We want our leaders to be strong. We want them to have charismatic personalities. We want them to be well-educated and have great vision.
But notice what the apostle Paul wrote in describing church leadership:
“Nor did we seek glory from people, whether from you or from others, though we could have made demands as apostles of Christ. But we were gentle among you, like a nursing mother taking care of her own children. So, being affectionately desirous of you, we were ready to share with you not only the gospel of God but also our own selves, because you had become very dear to us.” –I Thessalonians 2:6-8 (emphasis mine)
Wow. How tender is that? How nurturing? What a beautiful way Paul chose to express the depths of his tenderness toward those in his spiritual care.
The word for “gentle” in this passage is translated “kind” in this next one, where Paul addresses his disciple Timothy:
“And the Lord’s servant must not be quarrelsome but must be kind to everyone, able to teach, not resentful.” — 2 Timothy 2:24
Gentleness, aka kindness or meekness, comes highly regarded in the eyes of God. It’s mentioned in the description of the fruit of the Spirit found in Galatians 5:22-23.
If we want to be like Jesus, we must exercise gentleness toward others.
Think of how counter-cultural this is.
Gentleness is the antithesis of road rage. It’s the opposite of social media rants. It refuses to bully others or abuse them in any way.
Don’t mistake gentleness for weakness, either. Gentleness is choosing to restrain one’s power, authority and strength for the sake of love.
Consider Moses. He was one of the greatest heroes in Israel’s history, functioning as their deliverer from slavery and the one who brought them to the Promised Land.
When Moses’ leadership was challenged, what commendation did God give him?

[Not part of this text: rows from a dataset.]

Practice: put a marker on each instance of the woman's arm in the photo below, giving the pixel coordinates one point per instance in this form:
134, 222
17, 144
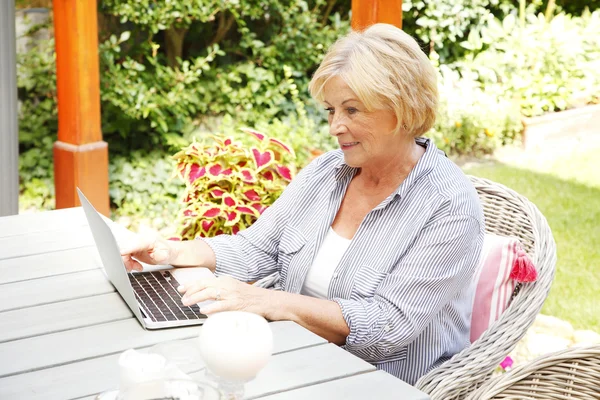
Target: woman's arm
322, 317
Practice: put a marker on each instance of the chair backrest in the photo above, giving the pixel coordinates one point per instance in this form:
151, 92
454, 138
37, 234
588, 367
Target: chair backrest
510, 214
573, 373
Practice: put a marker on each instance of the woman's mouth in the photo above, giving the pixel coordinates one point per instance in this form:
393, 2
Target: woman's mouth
346, 146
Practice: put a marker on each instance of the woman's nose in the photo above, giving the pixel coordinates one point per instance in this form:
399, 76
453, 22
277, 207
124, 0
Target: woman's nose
337, 126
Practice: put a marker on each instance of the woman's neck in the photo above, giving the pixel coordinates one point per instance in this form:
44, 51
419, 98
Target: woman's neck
391, 171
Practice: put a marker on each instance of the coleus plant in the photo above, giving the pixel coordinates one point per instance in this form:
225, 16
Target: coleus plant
229, 184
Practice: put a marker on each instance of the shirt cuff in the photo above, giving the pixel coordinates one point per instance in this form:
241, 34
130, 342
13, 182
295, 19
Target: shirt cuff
226, 258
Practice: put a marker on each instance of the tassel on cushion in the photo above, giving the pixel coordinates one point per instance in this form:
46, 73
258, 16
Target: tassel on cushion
523, 269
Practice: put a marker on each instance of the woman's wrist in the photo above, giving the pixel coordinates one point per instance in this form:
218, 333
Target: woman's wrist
192, 253
277, 305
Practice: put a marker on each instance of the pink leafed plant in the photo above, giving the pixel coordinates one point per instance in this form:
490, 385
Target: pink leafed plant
229, 185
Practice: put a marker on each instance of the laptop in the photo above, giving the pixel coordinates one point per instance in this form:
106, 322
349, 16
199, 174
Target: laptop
151, 295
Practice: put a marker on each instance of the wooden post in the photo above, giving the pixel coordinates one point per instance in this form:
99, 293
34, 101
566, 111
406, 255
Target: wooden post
80, 155
369, 12
9, 133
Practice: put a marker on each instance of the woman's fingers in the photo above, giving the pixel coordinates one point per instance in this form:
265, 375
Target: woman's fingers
210, 293
131, 264
217, 306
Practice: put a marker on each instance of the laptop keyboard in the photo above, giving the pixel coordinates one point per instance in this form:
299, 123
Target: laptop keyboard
157, 294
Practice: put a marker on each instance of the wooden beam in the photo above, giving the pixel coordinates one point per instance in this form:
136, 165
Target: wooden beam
368, 12
80, 154
9, 133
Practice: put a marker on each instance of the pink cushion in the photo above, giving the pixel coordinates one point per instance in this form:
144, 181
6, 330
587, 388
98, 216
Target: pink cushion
494, 286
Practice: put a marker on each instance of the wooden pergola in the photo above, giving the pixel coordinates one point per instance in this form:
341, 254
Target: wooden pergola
80, 154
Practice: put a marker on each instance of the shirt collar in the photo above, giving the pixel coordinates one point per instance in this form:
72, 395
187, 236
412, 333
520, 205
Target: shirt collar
425, 164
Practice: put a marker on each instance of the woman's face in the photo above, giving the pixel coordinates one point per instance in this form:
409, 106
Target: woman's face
364, 136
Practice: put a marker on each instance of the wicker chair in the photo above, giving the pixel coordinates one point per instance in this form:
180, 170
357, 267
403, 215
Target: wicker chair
569, 374
510, 214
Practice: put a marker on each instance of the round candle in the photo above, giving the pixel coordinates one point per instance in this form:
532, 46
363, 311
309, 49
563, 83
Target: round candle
235, 345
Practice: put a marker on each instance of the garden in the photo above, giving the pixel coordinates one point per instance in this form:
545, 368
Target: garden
191, 84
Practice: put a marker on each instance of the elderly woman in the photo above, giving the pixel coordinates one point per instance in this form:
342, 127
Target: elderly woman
376, 242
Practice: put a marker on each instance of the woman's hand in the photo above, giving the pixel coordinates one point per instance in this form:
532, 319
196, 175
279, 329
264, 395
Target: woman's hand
148, 248
229, 295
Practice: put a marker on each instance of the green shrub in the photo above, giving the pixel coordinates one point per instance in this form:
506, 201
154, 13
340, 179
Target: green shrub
441, 25
548, 66
142, 184
202, 59
470, 120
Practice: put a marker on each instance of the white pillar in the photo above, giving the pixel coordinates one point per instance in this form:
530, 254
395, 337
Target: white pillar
9, 133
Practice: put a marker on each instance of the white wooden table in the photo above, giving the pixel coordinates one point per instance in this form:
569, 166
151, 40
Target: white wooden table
63, 327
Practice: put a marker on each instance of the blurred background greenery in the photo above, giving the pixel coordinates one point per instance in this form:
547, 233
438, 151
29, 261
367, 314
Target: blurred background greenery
171, 71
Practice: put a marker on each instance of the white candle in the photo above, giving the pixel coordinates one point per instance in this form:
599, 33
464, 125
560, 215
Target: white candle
236, 345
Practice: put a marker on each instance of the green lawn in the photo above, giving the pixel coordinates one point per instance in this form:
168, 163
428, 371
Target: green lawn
568, 194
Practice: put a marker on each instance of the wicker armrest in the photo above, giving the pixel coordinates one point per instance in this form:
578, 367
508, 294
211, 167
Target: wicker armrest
569, 374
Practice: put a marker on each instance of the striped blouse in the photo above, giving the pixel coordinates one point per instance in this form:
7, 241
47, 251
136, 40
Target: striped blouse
404, 285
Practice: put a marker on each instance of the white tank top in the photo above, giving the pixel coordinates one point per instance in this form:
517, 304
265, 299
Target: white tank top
328, 257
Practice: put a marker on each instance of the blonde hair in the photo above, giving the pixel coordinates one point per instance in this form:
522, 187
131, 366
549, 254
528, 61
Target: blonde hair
386, 69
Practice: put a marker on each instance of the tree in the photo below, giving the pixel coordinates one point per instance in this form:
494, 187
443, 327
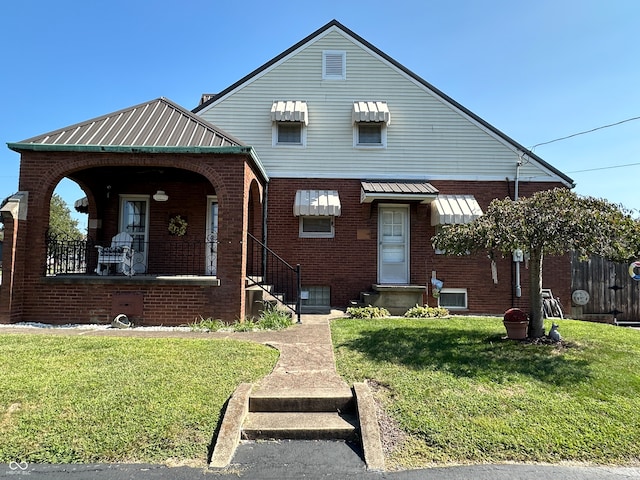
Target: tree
551, 222
61, 224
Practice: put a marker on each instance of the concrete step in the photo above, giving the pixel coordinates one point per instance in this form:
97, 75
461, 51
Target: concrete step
304, 400
299, 426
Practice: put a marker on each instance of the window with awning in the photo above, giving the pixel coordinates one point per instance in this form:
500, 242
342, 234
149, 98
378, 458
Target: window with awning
454, 209
290, 111
371, 111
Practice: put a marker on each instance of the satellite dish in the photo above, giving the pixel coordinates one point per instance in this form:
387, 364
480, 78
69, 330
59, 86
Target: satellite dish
580, 297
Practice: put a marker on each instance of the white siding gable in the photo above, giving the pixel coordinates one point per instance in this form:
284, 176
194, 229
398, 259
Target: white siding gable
429, 138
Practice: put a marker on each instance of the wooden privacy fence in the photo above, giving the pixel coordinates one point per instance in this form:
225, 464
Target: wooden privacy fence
613, 294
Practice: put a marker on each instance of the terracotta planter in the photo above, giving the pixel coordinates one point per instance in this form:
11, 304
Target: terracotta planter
516, 330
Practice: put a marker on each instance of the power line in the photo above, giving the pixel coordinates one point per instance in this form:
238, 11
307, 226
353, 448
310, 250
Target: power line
585, 132
606, 168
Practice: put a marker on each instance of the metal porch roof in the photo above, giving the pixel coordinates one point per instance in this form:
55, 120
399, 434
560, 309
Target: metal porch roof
158, 123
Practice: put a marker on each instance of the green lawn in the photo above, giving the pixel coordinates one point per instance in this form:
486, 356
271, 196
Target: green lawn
463, 394
88, 399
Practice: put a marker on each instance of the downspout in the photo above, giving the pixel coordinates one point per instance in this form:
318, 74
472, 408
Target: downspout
264, 227
515, 197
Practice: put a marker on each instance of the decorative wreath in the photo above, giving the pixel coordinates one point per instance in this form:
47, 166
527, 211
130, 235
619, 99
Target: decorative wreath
178, 226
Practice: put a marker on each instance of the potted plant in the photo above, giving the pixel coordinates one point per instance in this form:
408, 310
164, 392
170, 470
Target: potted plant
516, 322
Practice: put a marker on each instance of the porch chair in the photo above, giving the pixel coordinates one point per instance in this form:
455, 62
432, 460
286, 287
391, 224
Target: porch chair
119, 253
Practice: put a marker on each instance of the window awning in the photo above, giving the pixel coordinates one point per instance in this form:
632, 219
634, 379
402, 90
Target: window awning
371, 112
317, 203
371, 190
290, 111
454, 209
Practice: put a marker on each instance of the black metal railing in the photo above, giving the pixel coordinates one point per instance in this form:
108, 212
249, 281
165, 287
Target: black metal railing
274, 275
66, 255
175, 256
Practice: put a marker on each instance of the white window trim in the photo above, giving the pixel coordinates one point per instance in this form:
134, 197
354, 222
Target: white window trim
303, 234
326, 76
369, 146
456, 290
303, 136
140, 258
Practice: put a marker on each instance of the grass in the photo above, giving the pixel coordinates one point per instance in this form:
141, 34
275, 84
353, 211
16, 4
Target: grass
463, 394
89, 399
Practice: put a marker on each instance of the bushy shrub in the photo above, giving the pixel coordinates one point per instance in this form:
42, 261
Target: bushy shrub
273, 318
426, 312
368, 312
515, 315
207, 325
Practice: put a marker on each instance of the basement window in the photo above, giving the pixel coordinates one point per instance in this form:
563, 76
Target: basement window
453, 298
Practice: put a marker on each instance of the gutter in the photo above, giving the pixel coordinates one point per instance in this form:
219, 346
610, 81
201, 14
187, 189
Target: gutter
231, 150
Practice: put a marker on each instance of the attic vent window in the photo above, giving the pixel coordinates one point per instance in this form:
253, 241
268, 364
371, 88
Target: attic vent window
334, 65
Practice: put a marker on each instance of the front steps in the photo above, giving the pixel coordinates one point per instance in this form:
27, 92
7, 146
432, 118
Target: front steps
395, 298
339, 414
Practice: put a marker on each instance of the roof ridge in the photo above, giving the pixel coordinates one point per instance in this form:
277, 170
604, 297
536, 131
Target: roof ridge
443, 96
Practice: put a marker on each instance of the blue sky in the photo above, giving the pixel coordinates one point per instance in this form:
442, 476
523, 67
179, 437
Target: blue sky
535, 70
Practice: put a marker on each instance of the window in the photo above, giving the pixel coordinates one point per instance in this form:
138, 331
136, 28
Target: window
316, 296
316, 227
370, 134
453, 298
334, 65
437, 250
288, 133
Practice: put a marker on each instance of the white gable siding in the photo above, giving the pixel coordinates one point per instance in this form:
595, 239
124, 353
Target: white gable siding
427, 138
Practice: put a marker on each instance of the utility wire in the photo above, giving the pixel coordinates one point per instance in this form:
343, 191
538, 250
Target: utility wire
606, 168
587, 131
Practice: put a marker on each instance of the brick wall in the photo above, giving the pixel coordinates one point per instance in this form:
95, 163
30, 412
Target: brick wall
36, 298
348, 262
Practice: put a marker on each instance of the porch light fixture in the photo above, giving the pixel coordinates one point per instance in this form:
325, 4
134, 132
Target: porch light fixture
160, 196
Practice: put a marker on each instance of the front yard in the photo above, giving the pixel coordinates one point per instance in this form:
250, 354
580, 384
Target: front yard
88, 399
462, 394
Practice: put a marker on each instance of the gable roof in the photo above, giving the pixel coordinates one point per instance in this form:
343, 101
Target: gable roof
157, 123
210, 99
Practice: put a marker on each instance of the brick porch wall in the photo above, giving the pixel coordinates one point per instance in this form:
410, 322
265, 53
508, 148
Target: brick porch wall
35, 298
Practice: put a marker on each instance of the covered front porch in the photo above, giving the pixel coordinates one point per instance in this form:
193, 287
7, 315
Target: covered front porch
170, 201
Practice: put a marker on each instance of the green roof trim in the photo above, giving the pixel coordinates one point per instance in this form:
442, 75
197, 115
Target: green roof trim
235, 150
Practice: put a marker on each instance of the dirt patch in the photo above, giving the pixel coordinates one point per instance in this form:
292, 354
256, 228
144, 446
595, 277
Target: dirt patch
391, 435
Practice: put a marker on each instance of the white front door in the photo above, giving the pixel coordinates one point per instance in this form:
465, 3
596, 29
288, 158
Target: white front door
212, 236
134, 219
393, 244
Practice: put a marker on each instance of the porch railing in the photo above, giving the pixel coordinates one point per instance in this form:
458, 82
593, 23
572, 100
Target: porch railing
173, 257
274, 275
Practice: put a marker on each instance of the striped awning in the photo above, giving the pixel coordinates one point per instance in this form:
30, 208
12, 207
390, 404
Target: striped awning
371, 112
404, 190
317, 203
290, 111
454, 209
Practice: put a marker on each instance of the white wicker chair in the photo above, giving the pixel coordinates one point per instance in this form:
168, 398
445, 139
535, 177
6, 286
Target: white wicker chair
119, 254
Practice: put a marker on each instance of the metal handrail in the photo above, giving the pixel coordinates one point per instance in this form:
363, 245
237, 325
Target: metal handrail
267, 270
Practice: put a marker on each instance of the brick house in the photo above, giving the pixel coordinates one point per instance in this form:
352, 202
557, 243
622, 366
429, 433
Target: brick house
338, 159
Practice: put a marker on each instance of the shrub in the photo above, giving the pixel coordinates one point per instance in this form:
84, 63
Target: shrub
273, 318
368, 312
207, 325
515, 315
426, 312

“Now the man Moses was very meek, more than all people who were on the face of the earth.” –Numbers 12:3
Not “very authoritative.” Not “very gifted.” Not “very cool.” The man Moses was very meek, more so than anyone else.
For forty years, Moses put up with Israel’s whining, rebellion, and superstitious mistrust of God. Now there’s a man who knew how to be gentle toward those in his spiritual care.
Whether you’re the parent of small children, the leader of a Bible study, or the pastor of a megachurch, the way you approach those to whom you minister is critical.
Let’s be counter-cultural –and let our gentleness be evident.